[The History of The Decline and Fall of the Roman Empire by Edward Gibbon]@TWC D-Link bookThe History of The Decline and Fall of the Roman Empire CHAPTER XXXI: Invasion Of Italy, Occupation Of Territories By Barbarians 1/25
CHAPTER XXXI: Invasion Of Italy, Occupation Of Territories By Barbarians .-- Part II. "The marbles of the Anician palace," were used as a proverbial expression of opulence and splendor; but the nobles and senators of Rome aspired, in due gradation, to imitate that illustrious family.
The accurate description of the city, which was composed in the Theodosian age, enumerates one thousand seven hundred and eighty _houses_, the residence of wealthy and honorable citizens.

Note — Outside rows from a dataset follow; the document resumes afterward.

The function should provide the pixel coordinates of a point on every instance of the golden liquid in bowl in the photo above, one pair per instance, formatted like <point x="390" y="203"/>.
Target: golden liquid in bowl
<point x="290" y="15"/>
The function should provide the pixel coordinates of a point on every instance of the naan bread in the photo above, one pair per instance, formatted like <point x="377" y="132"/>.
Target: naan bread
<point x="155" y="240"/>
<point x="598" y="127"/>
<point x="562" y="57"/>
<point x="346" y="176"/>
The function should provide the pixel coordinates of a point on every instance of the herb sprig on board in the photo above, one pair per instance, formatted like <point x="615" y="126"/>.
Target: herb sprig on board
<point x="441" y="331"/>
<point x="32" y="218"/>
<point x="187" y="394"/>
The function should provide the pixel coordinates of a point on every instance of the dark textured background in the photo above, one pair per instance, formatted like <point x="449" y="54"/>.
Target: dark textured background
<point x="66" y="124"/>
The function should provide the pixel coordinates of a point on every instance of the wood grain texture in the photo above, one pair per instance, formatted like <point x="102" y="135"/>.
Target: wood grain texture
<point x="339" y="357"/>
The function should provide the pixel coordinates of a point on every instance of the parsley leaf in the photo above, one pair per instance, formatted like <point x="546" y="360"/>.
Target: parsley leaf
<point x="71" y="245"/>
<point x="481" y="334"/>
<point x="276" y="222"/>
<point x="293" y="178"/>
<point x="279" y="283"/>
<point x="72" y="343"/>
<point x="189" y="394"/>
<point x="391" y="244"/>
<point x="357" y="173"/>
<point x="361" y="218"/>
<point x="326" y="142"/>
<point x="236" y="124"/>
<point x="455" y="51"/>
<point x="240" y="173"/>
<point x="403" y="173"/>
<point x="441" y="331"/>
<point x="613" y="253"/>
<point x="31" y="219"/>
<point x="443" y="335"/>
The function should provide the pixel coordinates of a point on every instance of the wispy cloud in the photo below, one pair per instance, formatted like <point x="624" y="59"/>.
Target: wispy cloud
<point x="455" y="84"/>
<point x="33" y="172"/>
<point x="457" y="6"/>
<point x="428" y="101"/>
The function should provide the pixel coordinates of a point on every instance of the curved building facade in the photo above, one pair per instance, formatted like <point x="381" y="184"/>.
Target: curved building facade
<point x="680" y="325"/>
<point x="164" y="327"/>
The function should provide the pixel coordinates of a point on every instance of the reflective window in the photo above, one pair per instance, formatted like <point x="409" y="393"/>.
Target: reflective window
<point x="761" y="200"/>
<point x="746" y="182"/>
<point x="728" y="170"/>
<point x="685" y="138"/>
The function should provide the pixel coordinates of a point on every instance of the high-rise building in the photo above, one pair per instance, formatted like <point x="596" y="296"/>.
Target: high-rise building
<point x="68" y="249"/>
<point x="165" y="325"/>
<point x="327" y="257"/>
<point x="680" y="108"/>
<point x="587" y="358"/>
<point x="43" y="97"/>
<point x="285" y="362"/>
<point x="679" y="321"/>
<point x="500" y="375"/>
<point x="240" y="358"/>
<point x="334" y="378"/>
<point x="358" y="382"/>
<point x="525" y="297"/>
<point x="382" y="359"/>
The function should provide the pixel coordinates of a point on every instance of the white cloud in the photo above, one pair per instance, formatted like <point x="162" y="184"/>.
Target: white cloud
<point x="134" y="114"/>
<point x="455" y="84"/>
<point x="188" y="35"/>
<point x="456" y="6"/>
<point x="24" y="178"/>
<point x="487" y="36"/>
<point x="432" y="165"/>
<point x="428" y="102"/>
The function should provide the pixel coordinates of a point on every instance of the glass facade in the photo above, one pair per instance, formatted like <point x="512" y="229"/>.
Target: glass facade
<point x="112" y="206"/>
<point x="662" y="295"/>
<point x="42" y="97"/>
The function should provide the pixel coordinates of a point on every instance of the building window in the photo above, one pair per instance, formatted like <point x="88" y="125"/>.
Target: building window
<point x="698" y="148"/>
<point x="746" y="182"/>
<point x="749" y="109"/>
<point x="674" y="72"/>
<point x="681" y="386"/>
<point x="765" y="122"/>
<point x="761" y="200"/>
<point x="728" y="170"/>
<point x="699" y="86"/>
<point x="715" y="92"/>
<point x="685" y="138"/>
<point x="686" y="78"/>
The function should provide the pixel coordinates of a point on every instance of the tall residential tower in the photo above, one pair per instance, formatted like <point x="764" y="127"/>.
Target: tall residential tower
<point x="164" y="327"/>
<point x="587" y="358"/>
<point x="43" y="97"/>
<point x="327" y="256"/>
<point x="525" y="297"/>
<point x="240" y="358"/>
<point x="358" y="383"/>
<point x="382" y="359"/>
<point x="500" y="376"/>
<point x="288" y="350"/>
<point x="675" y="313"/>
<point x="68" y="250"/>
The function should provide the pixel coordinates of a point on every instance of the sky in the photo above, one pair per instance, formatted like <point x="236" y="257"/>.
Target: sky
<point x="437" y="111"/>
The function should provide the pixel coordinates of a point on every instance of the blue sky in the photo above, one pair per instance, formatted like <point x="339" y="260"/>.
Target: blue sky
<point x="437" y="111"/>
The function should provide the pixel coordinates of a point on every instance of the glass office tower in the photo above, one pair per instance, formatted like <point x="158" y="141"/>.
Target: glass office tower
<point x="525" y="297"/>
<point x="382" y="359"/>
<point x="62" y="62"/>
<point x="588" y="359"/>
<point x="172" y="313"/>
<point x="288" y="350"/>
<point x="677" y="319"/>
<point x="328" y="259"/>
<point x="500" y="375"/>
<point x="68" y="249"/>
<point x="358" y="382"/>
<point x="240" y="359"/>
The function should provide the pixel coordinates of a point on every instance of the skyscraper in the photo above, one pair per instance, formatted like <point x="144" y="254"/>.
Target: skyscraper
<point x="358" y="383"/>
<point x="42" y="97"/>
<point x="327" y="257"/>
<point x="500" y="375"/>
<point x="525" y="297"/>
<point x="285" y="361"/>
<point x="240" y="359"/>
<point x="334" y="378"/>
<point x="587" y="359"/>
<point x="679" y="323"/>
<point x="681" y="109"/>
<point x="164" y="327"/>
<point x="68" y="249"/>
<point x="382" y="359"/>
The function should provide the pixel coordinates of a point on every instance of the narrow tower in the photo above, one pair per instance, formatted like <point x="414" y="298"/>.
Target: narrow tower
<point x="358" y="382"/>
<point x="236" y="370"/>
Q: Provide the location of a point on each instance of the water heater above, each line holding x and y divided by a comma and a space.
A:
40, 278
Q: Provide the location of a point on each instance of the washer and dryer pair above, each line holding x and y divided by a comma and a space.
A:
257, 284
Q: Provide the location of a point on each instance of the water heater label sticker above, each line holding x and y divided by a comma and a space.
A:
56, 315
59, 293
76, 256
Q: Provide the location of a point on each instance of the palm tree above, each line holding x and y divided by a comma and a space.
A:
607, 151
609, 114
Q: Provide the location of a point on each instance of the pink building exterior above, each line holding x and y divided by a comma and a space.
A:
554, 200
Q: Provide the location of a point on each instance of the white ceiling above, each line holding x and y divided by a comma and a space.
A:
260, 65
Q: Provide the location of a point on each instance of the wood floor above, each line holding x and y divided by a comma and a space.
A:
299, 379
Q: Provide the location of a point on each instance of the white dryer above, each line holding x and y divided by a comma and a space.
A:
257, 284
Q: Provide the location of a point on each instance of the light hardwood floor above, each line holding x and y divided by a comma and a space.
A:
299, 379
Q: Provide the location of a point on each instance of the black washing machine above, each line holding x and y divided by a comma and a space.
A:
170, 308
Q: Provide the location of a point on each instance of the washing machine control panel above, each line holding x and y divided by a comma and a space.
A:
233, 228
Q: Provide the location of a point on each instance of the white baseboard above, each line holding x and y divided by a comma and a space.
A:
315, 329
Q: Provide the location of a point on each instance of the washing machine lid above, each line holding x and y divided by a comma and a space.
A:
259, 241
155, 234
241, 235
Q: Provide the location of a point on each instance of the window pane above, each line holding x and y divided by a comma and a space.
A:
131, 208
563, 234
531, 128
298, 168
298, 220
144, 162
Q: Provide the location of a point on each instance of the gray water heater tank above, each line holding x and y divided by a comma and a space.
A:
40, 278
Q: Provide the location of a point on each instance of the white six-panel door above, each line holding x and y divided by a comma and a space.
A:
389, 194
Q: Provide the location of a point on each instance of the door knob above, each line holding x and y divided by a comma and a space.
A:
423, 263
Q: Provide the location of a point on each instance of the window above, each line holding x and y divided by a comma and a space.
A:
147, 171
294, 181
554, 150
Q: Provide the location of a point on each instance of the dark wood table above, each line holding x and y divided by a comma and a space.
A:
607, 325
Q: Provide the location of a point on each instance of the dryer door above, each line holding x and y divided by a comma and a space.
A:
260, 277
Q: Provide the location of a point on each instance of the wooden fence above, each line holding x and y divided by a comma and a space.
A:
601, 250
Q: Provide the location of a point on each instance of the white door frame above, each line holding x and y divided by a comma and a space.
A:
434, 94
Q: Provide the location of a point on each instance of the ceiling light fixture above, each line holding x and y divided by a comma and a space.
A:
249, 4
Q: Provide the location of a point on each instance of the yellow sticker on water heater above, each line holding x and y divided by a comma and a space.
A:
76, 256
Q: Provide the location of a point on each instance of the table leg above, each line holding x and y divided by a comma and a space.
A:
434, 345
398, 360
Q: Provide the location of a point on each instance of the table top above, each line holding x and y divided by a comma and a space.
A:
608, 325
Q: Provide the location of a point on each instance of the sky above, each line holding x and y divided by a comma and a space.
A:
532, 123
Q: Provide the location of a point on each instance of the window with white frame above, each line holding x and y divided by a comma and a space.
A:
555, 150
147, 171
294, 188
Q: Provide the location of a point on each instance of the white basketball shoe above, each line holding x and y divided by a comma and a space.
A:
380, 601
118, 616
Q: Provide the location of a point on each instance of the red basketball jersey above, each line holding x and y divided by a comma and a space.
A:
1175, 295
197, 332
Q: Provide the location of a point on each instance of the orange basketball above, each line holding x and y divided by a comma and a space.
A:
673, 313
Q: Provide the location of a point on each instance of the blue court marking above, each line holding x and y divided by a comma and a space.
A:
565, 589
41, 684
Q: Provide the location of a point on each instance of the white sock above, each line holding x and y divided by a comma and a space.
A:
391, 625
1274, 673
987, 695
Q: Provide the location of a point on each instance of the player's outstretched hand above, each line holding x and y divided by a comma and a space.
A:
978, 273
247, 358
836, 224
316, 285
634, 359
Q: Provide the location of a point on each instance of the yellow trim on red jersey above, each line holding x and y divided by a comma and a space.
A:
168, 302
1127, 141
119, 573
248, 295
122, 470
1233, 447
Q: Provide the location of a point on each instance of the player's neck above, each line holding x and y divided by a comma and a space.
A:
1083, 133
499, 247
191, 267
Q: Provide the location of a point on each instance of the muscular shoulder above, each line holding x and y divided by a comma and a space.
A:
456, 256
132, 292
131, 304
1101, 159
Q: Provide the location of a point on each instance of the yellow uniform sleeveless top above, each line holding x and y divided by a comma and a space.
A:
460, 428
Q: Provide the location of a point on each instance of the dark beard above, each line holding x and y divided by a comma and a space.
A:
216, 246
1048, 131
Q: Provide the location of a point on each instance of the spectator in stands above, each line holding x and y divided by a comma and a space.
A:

Many of these stately mansions might almost excuse the exaggeration of the poet; that Rome contained a multitude of palaces, and that each palace was equal to a city: since it included within its own precincts every thing which could be subservient either to use or luxury; markets, hippodromes, temples, fountains, baths, porticos, shady groves, and artificial aviaries.
The historian Olympiodorus, who represents the state of Rome when it was besieged by the Goths, continues to observe, that several of the richest senators received from their estates an annual income of four thousand pounds of gold, above one hundred and sixty thousand pounds sterling; without computing the stated provision of corn and wine, which, had they been sold, might have equalled in value one third of the money.
Compared to this immoderate wealth, an ordinary revenue of a thousand or fifteen hundred pounds of gold might be considered as no more than adequate to the dignity of the senatorian rank, which required many expenses of a public and ostentatious kind.